Display in MR if security report is outdated
Problem to solve
Security reports in the Merge Request widget can be wrong because the target branch has outdated reports.
When I create a branch from
master, commits a few changes like in the
README.md file, and create a Merge Request for that, the report generated in the Security widget can report misleading information. If the last pipeline for
master didn't detect anything for some reason, the widget will report new vulnerabilities introduced by my change, whereas I just updated a README file. It doesn't make sense, and it's confusing for the users.
This situation is unfortunately common for these reasons:
- The secure jobs on the
masterbranch failed (runner host rebooted, lost network connection, ...).
- Some advisory was not available when the last check on
masterwas launched (could be something added to Gemnasium DB, or a new SAST rule).
- Artifacts expired on
masterdoesn't have any report yet.
According to https://gitlab.com/gitlab-org/gitlab-ee/issues/5106, the diff is made between the base commit of the target branch, so having new commits in
master won't affect the reports.
- Make sure we have the impacted files in the security reports
- Compare these files with the changed files of the commit
- Indicate in the MR that security results are either fresh or outdated and indicate why & how to update
If we find a difference, that probably means the target branch security status is outdated, and a new pipeline must be run for the base commit.

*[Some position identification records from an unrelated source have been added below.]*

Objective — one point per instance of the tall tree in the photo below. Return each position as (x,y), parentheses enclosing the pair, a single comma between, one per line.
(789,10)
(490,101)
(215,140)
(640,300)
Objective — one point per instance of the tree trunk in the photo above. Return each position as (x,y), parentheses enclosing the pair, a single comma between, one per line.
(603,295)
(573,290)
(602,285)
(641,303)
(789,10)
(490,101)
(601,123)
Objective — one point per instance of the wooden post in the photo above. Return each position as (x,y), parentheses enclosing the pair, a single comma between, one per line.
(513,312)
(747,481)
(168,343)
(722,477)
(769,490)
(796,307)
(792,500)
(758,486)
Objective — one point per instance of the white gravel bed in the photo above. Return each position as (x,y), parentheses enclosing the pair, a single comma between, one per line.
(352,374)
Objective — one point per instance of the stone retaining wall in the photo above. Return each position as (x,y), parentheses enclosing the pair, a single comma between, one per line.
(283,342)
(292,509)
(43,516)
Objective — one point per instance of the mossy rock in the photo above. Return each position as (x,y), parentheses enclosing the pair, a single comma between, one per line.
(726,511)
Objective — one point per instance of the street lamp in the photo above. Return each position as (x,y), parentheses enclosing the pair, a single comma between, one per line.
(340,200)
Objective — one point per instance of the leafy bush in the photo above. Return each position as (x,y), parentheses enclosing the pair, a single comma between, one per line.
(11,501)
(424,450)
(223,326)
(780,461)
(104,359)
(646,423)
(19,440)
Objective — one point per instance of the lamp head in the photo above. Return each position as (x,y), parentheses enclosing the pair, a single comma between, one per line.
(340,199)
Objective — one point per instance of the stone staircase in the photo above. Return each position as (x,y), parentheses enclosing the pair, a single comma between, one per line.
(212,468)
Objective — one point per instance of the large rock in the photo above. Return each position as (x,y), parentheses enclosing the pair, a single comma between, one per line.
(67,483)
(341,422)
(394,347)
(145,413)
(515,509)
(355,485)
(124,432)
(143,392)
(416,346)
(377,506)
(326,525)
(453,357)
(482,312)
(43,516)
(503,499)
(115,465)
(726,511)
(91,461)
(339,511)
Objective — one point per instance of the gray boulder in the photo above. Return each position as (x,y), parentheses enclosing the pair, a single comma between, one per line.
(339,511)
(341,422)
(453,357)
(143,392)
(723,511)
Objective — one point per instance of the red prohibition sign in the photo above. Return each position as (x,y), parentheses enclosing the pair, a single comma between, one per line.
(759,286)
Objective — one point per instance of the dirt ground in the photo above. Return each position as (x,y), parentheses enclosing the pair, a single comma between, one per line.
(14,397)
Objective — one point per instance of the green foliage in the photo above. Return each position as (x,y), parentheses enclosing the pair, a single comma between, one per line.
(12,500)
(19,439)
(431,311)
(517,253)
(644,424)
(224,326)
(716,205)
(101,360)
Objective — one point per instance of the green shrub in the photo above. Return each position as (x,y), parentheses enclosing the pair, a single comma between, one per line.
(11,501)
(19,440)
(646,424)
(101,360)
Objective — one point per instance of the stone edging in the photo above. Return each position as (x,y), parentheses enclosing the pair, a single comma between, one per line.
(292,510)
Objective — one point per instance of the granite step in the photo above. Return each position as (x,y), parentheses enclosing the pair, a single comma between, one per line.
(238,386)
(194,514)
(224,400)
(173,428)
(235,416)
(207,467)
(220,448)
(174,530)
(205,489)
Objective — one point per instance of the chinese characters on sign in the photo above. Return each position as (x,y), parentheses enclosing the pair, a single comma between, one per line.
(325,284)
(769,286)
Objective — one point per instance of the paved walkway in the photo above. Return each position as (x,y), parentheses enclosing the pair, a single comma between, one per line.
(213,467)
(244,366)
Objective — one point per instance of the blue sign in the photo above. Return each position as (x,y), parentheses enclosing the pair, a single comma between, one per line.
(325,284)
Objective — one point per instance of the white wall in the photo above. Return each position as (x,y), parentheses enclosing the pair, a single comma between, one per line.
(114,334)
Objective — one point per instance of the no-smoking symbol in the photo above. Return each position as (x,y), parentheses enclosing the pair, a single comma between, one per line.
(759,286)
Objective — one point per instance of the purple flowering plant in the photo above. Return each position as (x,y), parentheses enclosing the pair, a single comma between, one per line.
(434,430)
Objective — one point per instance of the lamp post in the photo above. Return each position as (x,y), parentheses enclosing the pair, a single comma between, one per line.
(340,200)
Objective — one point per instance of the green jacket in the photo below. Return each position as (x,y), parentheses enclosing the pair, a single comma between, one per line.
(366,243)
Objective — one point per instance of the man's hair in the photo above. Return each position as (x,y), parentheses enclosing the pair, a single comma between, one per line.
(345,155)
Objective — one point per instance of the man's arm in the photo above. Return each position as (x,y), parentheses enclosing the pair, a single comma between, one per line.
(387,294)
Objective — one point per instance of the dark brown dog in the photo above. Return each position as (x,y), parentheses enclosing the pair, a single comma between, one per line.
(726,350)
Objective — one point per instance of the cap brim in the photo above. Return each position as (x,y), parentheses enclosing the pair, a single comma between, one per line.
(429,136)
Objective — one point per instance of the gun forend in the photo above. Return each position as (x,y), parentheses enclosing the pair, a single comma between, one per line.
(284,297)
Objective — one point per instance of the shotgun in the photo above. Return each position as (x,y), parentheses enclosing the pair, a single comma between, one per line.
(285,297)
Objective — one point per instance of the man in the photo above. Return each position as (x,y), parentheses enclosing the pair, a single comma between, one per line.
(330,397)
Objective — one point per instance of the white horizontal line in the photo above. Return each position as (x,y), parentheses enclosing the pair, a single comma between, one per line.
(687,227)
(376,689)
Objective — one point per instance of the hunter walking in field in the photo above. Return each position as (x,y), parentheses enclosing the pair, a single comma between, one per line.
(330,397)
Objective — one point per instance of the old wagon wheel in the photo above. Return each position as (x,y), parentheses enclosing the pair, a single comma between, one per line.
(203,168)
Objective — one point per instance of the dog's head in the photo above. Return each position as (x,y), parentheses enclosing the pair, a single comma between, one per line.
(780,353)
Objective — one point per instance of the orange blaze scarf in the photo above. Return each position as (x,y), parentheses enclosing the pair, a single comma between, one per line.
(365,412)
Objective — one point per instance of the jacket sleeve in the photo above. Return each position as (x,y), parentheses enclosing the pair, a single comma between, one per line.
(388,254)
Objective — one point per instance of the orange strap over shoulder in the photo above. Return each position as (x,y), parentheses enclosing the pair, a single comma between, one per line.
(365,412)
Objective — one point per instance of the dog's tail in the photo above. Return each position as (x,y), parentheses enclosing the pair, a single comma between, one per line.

Ideally, we should have something in the UI indicating that the target branch status is currently updating, with a "refresh" option once the new data is available.
|If an MR branch is behind the target branch and security reports are out of date||Security report is out of date. Please incorporate latest changes from [target-branch-name].|
|We link the user to the last pipeline run for the target branch. instance/group/project/pipelines/pipeline_id|
What does success look like, and how can we measure that?
Security widget always reports relevant and fresh data.
Update DAST documentation page to describe the new MR widget behavior that security results will be indicated as either fresh or outdated with a description of why and how to update. Include screenshots where applicable to highlight the new behaviors.
Links / references
Automation issue: #13749
- inform a user that the target branch pipeline security report is outdated (generated more than 1 week ago)
- inform a user that the target branch pipeline security report does not exist (there are many reasons this could be the case)
- compare the branch security report to the base commit target security report, not the latest target security report
- BE will return vulnerability reports for the base commit target pipelines, not the latest
- FE will make a new api call to determine if the security report is out of date
- BE will implement a new api endpoint that determines if a branch security report is out of date
- FE will show appropriate message to the user based on security report out of date test outcome
Following #3995 (closed), we now have a nice diff view of security issues. The current implementation can be error prone for users, with misleading information. Reminder: SAST is running several tests, including on the "old" (yet still maintained) Gemnasium DB. Once an advisory is published in the DB, it will be immediately available for all SAST tests. That means we could report a new security issue, apparently introduced in the MR. There's no way for the user to know if it was the case, except checking the dependency files, and running the SAST job on the destination branch again.
I suggest to:
- Determine a way to trigger SAST jobs retries
When a new advisory is added to the DB trigger necessary SAST jobs:
- all open MRs using SAST
- all destination branches
- When a new MR is created, run SAST on destination first, to ensure freshness.
This tasks is depending of the integration of the DB directly in gitlab-ee, otherwise we won't be able to trigger anything. There is no issue for that step yet.